I will say this on Vierling. Defensively he is very good in the corners and can hold his own in CF, he can play 1B and can stand at 3B (neither of which are primary positions but are nice on the bench). As for stats, he has a history of good plate discipline and that there is a reason everyone related to AAA got let go as well as the MLB hitting coach and it is because everything that touched those two withered and died. All of that combines to put the floor as 4th/5th OF type with good bench versatility.
However, in AA, AAA, and then the majors his exit velocity numbers stand out. Among players with at least 50 PAs in the majors his 91.5 mph is 43rd sitting in a group with Matt Olson, Joey Gallo, Bo Bichette, Kyle Tucker, and Freddie Freeman. Exit velocity isn't everything, and he suffers from much of the same problems as Alec Bohm (who is ahead of him at 36th at 92.0) where he needs to elevate the ball more to really tap into it. But it gives him ceiling, he is exactly the type of player that Kevin Long has gotten something out of in the past and there is a path here where he is Justin Turner at the plate and suddenly he is a very good everyday player. Not saying it will happen, but there isn't a path forward like that for Moniak or Haseley.

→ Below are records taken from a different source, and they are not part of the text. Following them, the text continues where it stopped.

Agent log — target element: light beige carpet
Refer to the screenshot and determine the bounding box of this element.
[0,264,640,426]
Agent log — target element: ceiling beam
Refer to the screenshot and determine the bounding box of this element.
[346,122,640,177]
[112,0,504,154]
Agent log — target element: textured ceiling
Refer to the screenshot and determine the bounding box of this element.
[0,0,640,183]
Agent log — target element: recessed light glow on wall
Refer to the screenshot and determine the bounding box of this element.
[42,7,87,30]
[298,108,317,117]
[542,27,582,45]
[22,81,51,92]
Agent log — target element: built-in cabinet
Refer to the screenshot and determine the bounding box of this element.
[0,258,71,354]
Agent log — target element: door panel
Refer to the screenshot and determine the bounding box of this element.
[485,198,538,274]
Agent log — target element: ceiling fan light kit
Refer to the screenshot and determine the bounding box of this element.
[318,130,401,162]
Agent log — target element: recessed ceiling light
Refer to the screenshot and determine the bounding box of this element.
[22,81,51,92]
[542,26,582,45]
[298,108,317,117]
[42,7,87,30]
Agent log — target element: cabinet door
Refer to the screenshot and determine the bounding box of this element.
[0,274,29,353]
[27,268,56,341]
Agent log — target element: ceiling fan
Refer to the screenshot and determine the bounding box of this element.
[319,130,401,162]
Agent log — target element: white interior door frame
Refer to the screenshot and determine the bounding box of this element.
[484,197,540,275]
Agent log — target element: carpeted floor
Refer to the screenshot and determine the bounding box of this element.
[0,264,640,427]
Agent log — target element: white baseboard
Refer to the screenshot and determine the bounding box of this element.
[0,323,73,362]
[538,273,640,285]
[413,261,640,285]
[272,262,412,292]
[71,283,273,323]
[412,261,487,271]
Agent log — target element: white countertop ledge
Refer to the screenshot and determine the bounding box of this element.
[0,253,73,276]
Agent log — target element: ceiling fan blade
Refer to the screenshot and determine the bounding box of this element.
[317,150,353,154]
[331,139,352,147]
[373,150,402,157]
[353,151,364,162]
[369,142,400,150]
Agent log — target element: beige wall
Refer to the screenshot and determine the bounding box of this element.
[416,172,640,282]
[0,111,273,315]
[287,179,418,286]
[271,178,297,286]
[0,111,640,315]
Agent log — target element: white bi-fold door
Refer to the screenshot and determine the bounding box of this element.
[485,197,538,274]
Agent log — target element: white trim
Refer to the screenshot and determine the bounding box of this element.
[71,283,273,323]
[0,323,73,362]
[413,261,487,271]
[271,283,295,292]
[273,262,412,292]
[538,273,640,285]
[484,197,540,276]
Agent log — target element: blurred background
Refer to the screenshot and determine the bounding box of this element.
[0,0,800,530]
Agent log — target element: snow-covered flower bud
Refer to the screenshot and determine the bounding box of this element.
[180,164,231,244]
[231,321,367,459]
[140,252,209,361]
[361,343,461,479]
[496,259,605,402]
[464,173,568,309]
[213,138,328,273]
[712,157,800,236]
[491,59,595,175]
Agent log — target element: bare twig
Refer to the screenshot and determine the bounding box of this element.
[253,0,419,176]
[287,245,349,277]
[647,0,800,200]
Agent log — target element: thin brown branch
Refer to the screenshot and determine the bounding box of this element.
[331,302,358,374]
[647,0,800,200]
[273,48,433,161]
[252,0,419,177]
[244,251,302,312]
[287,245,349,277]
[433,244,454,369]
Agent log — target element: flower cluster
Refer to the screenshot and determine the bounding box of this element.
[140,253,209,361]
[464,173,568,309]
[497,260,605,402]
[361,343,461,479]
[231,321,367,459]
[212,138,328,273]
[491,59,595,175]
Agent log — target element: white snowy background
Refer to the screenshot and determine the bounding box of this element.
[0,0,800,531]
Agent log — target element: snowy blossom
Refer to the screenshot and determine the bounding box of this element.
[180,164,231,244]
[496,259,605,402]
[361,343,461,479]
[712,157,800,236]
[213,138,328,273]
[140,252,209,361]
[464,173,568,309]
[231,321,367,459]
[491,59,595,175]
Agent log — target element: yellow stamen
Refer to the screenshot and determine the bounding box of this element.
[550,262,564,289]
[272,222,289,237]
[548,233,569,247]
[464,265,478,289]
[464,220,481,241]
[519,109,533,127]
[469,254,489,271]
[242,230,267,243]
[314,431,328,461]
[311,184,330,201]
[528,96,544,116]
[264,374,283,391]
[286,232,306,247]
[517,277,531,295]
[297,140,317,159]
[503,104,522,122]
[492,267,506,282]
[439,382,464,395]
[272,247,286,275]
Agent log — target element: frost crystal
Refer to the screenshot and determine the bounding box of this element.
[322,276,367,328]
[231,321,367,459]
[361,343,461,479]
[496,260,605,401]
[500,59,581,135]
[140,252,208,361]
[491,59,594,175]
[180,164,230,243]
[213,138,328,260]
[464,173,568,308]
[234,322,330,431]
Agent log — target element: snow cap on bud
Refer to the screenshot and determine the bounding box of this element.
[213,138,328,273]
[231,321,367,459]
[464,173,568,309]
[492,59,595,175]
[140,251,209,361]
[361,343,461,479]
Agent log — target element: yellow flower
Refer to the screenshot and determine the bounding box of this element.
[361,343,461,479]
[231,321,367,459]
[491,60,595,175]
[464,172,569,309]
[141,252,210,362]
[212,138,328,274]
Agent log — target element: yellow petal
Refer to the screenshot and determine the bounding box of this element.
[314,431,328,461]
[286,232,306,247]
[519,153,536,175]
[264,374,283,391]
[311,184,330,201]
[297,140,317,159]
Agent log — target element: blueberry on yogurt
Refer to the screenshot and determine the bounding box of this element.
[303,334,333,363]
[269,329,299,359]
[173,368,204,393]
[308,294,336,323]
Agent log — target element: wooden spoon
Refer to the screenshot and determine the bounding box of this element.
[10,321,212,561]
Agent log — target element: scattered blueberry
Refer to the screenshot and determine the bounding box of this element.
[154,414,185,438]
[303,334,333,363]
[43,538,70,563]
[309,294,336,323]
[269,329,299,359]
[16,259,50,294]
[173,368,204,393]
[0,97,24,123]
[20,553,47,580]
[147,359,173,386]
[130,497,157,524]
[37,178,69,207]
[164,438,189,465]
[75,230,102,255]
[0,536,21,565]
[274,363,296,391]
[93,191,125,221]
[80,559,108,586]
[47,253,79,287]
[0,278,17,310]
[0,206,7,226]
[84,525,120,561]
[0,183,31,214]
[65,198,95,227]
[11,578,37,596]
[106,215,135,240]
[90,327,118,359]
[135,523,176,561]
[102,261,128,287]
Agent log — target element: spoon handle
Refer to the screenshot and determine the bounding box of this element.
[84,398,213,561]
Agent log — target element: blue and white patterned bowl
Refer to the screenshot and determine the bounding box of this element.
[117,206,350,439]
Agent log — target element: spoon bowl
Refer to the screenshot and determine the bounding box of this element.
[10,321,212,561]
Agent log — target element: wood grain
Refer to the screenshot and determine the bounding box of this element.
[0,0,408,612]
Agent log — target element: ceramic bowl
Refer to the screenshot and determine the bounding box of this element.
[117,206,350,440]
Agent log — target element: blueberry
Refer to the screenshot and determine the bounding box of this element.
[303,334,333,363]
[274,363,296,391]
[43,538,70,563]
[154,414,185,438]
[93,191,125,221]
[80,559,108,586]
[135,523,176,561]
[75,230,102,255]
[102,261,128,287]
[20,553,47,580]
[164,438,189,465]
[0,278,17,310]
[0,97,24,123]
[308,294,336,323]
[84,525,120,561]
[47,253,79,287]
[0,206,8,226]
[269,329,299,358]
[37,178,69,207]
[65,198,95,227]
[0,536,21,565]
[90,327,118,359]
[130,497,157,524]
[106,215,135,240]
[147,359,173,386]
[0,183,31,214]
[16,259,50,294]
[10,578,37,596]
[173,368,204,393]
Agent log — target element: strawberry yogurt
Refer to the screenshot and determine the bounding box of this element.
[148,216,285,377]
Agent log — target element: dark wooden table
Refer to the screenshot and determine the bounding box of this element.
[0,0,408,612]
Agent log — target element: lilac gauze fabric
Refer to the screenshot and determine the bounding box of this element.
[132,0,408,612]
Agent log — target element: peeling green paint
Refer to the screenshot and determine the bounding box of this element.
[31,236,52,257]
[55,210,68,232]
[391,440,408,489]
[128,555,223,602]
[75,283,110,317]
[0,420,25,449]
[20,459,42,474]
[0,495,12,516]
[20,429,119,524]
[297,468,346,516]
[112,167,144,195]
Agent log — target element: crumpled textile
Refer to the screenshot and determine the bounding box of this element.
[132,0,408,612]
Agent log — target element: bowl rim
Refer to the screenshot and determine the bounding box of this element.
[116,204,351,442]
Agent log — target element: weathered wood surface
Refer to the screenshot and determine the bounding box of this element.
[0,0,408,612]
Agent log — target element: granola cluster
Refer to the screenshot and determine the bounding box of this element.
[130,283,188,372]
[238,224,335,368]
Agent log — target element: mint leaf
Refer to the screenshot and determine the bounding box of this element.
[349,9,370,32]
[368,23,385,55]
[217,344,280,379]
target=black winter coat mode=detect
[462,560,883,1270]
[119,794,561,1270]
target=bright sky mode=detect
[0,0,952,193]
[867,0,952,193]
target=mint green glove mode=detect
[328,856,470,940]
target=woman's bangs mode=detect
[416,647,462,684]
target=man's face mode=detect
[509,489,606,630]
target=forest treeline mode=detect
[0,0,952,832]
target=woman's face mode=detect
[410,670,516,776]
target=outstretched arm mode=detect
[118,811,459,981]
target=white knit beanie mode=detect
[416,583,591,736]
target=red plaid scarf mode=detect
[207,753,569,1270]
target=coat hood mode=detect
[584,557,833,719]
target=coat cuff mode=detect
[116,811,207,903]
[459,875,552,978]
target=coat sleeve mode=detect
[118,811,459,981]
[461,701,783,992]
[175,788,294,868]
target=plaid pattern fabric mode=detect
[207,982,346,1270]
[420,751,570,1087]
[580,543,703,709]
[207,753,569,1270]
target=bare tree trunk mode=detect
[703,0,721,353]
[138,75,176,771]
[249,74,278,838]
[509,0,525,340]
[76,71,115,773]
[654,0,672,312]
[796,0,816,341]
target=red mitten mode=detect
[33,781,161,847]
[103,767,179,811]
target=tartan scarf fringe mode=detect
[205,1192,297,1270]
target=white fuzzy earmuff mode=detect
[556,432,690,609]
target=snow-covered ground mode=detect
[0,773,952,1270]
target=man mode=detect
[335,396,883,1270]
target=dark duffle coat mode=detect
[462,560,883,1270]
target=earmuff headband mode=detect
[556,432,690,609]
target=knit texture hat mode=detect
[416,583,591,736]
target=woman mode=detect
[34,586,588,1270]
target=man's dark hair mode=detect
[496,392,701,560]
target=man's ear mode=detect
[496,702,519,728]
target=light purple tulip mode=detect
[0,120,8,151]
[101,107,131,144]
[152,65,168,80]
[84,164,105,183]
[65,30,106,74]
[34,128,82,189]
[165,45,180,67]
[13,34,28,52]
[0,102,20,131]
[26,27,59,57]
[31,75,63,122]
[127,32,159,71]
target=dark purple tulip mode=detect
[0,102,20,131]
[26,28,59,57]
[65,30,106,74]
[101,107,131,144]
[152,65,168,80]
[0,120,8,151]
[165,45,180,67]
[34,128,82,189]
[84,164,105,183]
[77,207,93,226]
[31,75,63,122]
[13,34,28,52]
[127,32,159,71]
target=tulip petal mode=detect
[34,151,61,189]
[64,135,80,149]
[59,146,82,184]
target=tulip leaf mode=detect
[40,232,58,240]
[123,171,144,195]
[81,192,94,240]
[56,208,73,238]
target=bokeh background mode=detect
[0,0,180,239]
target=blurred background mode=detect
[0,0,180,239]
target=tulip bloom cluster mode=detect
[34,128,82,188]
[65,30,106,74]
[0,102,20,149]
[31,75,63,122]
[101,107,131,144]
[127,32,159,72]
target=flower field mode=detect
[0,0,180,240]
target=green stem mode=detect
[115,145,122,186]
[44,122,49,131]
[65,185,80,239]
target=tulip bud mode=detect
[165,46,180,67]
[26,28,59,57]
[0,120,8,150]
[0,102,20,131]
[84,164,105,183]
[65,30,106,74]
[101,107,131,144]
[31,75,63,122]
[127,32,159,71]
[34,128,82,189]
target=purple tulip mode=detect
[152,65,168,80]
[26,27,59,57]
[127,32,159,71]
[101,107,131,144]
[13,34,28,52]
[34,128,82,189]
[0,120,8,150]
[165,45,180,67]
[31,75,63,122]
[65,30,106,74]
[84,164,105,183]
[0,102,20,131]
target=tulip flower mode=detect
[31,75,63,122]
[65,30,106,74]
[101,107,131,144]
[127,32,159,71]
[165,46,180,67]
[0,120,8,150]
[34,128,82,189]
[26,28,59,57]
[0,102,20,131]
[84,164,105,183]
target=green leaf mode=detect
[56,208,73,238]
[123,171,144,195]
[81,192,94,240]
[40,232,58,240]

So he isn't the new hotness as much as he is a guy with some real underlying skills who has a clear path to being a major league contributor now with the tools where he could become an impact player (even if it is more of 80+ percentile outcome). For me he sits 9th in the system sitting firmly between the interesting upside guys at the top and the mess of young players who haven't played and the upper minors guys with real question marks.